目の前の妹は手にナイフを持っていた。それを躊躇いもなく、自らの胸に突き刺した。


「なにを……」

「ぐっ……。これで……あなたも……」

「えっ……」


ナイフを抜きながら妹はゆらゆらと私に迫ってきた。

殺される───。


「やめて……」

「入れ替わりの条件は、二人とも瀕死になること」


ぐっと胸にナイフがくい込んできた。

痛い……。苦しい……。早く助けて……。


「っ、あ……かはっ……」


身体の中でナイフがグルグルと回っている。妹は愉しそうに笑っていた。


「もう少し我慢してね」


妹の囁きに私は痛みに耐えられず、そのまま目を瞑った。




「ねぇ、起きて?」


聞き覚えのある声に意識が戻り、私は顔を上げた。


「……えっ?」


眼前に居たのは、私……?


「動揺してますか?あなたの姿も見たら納得しますよ」


女は鏡を取り出し、私に向けた。

映ったのは今まで散々馬鹿にしてきた妹の姿。

おぞましく、不気味な不出来……。


「嘘……」

「自らブスになった感想はどうですか?お姉様」

「……か、返しなしゃい……!しょれは私の……!」


言葉が上手く出てこない。歯がない事がこんなにも不便だなんて。


「私、ある方と契約したんです。お姉様になりたいって。そしたら叶えてあげるよって」

「……キャロライナ……!あなた……!」

「この姿は私が貰います。テイラーお姉様」

「嫌っ……!返して……!」

「入れ替われるのは一度だけなんですって。
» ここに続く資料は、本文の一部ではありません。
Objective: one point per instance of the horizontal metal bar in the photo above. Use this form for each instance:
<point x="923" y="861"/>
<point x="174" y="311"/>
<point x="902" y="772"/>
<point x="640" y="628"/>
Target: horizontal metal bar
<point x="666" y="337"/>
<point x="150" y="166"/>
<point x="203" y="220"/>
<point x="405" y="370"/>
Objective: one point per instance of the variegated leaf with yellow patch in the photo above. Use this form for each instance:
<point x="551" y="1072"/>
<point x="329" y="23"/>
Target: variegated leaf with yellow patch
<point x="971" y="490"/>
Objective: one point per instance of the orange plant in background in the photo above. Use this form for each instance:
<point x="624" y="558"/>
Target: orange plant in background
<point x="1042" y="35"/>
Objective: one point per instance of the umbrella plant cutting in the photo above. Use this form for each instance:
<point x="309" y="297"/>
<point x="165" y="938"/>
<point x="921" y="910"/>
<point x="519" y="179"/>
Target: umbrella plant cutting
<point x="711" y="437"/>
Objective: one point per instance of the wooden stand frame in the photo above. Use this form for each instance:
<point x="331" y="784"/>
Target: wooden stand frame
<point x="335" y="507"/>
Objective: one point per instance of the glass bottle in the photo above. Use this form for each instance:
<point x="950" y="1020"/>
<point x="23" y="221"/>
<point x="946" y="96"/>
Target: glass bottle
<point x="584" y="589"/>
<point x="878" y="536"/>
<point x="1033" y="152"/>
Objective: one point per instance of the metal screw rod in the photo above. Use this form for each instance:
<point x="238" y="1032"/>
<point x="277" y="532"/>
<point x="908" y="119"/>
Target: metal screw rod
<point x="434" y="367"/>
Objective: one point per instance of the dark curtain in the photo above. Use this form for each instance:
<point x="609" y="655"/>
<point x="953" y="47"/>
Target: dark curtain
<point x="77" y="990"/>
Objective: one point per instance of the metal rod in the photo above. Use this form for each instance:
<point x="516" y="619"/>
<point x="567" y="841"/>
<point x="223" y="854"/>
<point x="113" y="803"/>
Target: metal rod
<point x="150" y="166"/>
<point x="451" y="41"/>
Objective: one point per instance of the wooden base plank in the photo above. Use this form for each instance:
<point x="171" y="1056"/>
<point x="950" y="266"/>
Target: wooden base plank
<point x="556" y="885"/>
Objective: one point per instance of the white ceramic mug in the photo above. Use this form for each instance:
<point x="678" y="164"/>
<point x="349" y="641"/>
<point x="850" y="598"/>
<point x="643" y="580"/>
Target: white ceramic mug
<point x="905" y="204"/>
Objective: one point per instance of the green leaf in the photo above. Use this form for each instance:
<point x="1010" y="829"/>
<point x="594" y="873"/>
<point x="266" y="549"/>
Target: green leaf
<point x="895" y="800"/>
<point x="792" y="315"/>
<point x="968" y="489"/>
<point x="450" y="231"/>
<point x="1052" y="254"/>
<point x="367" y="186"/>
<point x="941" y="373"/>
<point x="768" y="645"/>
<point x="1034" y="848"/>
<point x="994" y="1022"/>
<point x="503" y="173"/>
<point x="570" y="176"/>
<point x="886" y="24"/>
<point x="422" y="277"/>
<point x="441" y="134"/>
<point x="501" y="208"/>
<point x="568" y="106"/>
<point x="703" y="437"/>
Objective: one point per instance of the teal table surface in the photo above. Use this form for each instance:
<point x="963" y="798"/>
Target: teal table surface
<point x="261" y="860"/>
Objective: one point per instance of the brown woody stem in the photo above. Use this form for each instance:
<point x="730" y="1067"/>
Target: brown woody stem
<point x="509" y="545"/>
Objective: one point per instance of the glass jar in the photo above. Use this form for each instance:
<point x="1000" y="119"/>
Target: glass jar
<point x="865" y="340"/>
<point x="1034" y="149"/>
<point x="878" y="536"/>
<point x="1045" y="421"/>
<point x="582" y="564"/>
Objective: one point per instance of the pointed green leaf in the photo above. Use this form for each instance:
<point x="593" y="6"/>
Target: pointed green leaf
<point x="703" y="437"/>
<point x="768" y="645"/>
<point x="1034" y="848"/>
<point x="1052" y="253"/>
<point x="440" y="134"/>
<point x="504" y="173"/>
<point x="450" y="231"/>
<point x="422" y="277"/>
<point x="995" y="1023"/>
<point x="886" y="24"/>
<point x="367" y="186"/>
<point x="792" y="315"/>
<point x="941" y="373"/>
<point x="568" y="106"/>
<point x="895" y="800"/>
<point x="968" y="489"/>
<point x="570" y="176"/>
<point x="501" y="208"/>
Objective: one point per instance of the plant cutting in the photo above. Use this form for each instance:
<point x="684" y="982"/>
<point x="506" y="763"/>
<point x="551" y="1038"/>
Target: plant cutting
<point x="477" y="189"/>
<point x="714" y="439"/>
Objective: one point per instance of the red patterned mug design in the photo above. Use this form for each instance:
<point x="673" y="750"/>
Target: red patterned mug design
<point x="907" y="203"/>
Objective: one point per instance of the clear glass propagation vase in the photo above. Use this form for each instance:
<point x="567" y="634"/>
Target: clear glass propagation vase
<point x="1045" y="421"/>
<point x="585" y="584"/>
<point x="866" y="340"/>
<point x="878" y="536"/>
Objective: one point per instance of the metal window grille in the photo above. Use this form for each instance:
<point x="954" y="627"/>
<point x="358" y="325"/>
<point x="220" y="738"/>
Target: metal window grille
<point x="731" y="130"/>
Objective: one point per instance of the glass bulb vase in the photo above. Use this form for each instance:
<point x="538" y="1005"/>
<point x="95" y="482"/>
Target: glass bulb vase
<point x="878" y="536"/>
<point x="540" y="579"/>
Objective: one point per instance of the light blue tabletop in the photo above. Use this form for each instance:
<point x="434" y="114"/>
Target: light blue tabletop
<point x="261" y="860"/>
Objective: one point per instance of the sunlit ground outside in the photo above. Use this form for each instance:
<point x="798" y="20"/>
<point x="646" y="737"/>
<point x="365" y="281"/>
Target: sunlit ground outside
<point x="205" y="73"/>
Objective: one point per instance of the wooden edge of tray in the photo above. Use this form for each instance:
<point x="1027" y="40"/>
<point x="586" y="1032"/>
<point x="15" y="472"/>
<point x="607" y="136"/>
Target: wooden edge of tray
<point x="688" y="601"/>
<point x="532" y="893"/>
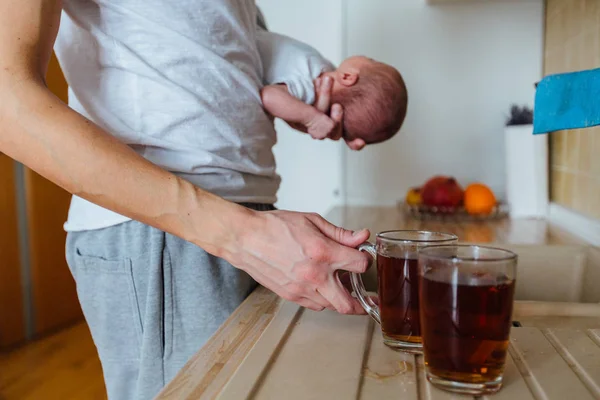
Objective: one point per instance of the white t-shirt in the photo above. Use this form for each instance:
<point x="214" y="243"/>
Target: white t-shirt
<point x="178" y="81"/>
<point x="293" y="63"/>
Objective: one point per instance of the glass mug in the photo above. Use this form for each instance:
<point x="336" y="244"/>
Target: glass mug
<point x="397" y="311"/>
<point x="466" y="301"/>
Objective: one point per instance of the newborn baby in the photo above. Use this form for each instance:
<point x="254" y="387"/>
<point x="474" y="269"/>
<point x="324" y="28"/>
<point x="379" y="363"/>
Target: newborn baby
<point x="373" y="95"/>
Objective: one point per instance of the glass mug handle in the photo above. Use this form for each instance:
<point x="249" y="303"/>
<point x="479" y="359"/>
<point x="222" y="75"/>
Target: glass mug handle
<point x="359" y="287"/>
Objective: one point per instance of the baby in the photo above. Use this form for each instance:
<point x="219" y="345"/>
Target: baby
<point x="373" y="95"/>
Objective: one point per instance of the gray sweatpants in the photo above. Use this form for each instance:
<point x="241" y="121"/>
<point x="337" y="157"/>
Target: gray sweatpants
<point x="151" y="301"/>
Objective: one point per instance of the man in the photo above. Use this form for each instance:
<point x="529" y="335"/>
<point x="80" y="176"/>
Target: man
<point x="167" y="150"/>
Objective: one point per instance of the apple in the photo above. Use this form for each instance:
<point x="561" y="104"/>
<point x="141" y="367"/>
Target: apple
<point x="442" y="191"/>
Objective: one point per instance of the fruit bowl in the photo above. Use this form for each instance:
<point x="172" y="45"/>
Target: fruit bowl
<point x="423" y="212"/>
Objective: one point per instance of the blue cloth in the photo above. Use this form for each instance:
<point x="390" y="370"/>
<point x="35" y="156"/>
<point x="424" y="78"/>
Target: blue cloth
<point x="567" y="101"/>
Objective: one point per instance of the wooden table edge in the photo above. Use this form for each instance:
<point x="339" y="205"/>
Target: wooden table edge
<point x="207" y="371"/>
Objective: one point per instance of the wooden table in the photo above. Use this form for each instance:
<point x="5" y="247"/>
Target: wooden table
<point x="208" y="371"/>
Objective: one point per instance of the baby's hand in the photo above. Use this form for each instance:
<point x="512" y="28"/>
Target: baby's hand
<point x="320" y="126"/>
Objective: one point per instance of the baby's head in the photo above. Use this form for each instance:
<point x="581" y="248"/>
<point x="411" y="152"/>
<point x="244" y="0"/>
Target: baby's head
<point x="373" y="96"/>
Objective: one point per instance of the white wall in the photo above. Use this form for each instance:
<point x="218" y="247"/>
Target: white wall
<point x="464" y="64"/>
<point x="308" y="185"/>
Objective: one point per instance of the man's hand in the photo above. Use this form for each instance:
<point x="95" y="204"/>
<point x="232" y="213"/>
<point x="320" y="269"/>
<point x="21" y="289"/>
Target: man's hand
<point x="320" y="126"/>
<point x="298" y="256"/>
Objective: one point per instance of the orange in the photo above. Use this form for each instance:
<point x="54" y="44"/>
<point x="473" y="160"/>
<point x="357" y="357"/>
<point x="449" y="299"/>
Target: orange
<point x="479" y="199"/>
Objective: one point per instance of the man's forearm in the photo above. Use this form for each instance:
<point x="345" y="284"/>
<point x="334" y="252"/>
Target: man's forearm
<point x="281" y="104"/>
<point x="43" y="133"/>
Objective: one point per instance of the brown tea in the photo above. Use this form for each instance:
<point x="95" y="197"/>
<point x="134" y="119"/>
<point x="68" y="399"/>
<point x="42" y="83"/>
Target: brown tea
<point x="398" y="280"/>
<point x="466" y="322"/>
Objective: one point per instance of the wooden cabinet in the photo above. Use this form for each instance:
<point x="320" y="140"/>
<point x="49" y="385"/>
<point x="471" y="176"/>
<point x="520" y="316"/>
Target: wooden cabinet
<point x="49" y="300"/>
<point x="53" y="295"/>
<point x="12" y="319"/>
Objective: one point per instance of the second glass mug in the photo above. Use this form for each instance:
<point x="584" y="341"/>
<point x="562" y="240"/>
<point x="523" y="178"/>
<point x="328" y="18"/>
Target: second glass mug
<point x="397" y="311"/>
ごめんなさいね」

「……嫌よ……こんな姿……」

「本当、無様ですね。穢らわしい」

「……キャロライナ……。今まで馬鹿にしてたことは謝るわ……だから……」

「私がどれだけ傷付いてたかあなたには計り知れないでしょう。見下される気分は如何ですか」


嘘だ……。

こんな展開になるなんて思わない。

私はこれから結婚して綺麗な子供を産んで幸せになるつもりだったのに……!


「それではお姉様。ブスは要らないので今度こそ死んでください」


バシャンと頭から油を注がれ、その嫌な匂いに目眩がした。


「キャロライナ……!」

「さようなら、テイラーお姉様」


バタンと扉を閉められ、その後に炎が広がった。

嫌だ……。こんな……みすぼらしい姿で死ぬなんて絶対に嫌だ……。返して……。


「返して……!」


その叫びとともに炎は燃え広がり、爆発した。






「キャロライナ様。ルークが帰城したようです」


側近の声で彼女は目を覚ました。

随分と昔の夢を見た。


「……そうですか。ご苦労さまです」


婚約破棄をした彼を国ごと潰すようにと命令したが、ルークは失敗したらしい。代わりに可愛らしい新兵を引き連れていた。

雀斑(そばかす)は大目に見て顔立ちは愛らしい。


「あなた、名は?」

「はい。エレと申します」

「そう。初任務で疲れたでしょう。今日はもう休みなさい」

「ありがとうございます」

「ルークも。ゆっくり休んでね」

「はい」


楽しみは後に取っておくべきか。

それよりも、最近手に入れた高級品の方に彼女は興味津々だった。


「ねぇ?私のモノになる気になりましたか?」


鎖で繋がれた哀れな天使。

彼女の父親がオークションで買ってきた戦利品。

今では貴重な存在となりつつある、天使族だ。


「何されたって、あんたの物にはならない」

「あら。結構強気なんですね」

「そんな簡単に屈するかよ」

「それはそれは。調教のしがいがありそうですね」


美しく聡明な天使──イヴ。

天界を創った一人だ。

天使狩りの後、オークションに掛けられ、色々あって今に至る。


「降してみろよ、お姫様」


キャロライナは不敵な笑みを浮かべ、思い切り鞭を振るった。